PVE 8.4 Ceph Regression: No Recovery Path After All MON DBs Are Lost

May 17, 2023
66
35
23
We discovered a serious regression in Proxmox VE 8.4 when managing Ceph clusters:


Summary​


On PVE ≤ 8.3, if all Ceph MONs were lost (bad upgrade, purge, accidental wipe), you could re-bootstrap the cluster manually using monmaptool + ceph-mon --mkfs and recover OSDs.

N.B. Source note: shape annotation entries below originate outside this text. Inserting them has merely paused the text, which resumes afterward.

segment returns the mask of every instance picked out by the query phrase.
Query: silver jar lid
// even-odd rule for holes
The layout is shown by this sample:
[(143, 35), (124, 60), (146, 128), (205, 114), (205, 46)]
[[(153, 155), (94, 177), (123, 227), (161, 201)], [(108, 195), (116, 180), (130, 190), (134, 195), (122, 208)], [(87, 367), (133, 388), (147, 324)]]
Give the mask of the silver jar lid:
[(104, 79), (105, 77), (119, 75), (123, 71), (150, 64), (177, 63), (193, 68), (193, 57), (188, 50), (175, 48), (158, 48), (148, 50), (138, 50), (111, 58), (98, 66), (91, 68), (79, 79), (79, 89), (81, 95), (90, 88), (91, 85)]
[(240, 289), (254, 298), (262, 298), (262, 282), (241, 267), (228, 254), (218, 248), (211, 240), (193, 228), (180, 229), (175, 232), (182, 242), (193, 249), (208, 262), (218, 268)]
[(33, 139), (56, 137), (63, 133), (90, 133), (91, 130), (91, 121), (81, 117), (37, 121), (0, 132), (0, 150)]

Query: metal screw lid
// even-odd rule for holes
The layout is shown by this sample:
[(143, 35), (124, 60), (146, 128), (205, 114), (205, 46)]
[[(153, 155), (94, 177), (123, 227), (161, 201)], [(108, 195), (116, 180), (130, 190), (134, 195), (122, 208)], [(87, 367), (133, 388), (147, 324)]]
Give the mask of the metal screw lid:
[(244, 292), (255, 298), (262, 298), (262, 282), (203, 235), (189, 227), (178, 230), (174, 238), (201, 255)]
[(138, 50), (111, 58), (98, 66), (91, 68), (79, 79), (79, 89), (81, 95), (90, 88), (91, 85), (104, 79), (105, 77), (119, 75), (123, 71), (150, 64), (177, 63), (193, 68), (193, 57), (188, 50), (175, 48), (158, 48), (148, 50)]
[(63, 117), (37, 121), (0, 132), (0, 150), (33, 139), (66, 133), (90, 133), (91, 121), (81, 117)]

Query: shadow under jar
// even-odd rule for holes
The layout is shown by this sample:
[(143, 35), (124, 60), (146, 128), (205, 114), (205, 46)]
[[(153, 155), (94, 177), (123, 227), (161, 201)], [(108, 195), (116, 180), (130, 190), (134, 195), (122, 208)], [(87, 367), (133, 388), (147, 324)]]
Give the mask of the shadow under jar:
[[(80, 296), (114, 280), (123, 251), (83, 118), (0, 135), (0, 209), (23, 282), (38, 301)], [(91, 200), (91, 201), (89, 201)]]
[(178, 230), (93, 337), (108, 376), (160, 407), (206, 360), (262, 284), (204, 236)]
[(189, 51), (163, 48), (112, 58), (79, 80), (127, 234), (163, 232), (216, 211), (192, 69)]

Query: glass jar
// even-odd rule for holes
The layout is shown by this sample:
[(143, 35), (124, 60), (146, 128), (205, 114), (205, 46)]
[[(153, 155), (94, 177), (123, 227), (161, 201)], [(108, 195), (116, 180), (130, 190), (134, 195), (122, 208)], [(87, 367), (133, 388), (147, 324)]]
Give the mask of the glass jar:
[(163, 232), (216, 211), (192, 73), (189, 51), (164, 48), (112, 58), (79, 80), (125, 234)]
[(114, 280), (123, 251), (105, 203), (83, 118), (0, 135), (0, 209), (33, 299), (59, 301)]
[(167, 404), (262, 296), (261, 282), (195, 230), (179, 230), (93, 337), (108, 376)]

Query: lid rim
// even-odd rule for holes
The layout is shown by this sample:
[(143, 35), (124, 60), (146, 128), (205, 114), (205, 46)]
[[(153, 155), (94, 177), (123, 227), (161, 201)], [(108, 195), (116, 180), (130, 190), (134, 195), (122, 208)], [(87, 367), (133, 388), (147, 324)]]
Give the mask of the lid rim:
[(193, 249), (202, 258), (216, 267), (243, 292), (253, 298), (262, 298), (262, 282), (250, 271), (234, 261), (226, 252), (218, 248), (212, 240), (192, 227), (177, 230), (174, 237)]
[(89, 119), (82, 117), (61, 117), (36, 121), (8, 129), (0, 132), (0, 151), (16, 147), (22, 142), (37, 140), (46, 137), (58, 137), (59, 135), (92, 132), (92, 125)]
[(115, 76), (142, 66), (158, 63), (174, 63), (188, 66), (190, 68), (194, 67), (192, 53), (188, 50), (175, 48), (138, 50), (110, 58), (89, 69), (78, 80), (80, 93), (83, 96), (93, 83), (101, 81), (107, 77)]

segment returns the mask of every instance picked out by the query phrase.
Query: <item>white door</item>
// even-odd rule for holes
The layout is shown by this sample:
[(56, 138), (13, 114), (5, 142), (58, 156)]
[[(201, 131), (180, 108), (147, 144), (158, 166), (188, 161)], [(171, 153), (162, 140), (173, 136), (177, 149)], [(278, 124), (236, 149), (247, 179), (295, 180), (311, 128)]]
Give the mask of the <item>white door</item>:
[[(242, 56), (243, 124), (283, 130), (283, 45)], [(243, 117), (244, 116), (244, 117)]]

On PVE 8.4, this path no longer works.
  • The wizard/init flow refuses to create a fresh MON DB if none exist.
  • Systemd’s ceph-mon@.service expects CLUSTER=ceph and pre-seeded keyrings that only exist when the wizard succeeds.
  • Manual bootstrap (monmaptool + mkfs) leaves the MON process crashing in a loop (RADOS object not found).

Effect​

  • If all MON DBs are lost, the Ceph cluster is unrecoverable in place.
  • Even with healthy OSDs, you cannot bring the cluster back online.
  • The only option left is to completely re-init Ceph with a new FSID and restore from backup.

This raises the risk profile significantly:
  • Previously, a failed upgrade = downtime, but recoverable.
  • Now, a failed upgrade can = permanent data loss if no backup exists.

Implications​

  • Operators can no longer rely on MON bootstrap procedures.
  • The recommended “3 MONs” is insufficient for safe upgrades. Likely we need 5 MONs minimum to avoid quorum collapse during upgrades.
  • There is currently no documented recovery path for total MON failure.

Ask​

  • Can Proxmox clarify if this is an intended change?
  • If so, are there official workarounds (e.g. pveceph init bootstrap option, documented MON DB backup/restore procedure)?
  • If not intended, can we track this as a bug/regression in 8.4 Ceph integration?

This is urgent: production clusters can get trapped in a dead-end state after a failed Ceph upgrade, something that was recoverable in prior releases.




⚠️ Environment:
  • PVE 8.4, Ceph Quincy/Pacific (18.2.7-pve1)
  • Clean purge/reinstall attempts fail with rados_connect failed - No such file or directory.
  • Manual monmap/mkfs leaves MON crashing on startup.



Suggested mitigations for operators​

  • Run 5 MONs minimum to reduce risk during rolling upgrades.
  • Back up /var/lib/ceph/mon/*/store.db and /etc/pve/priv/ceph.* before any Ceph upgrade.
  • Do not purge all MONs at once: you may not be able to recover.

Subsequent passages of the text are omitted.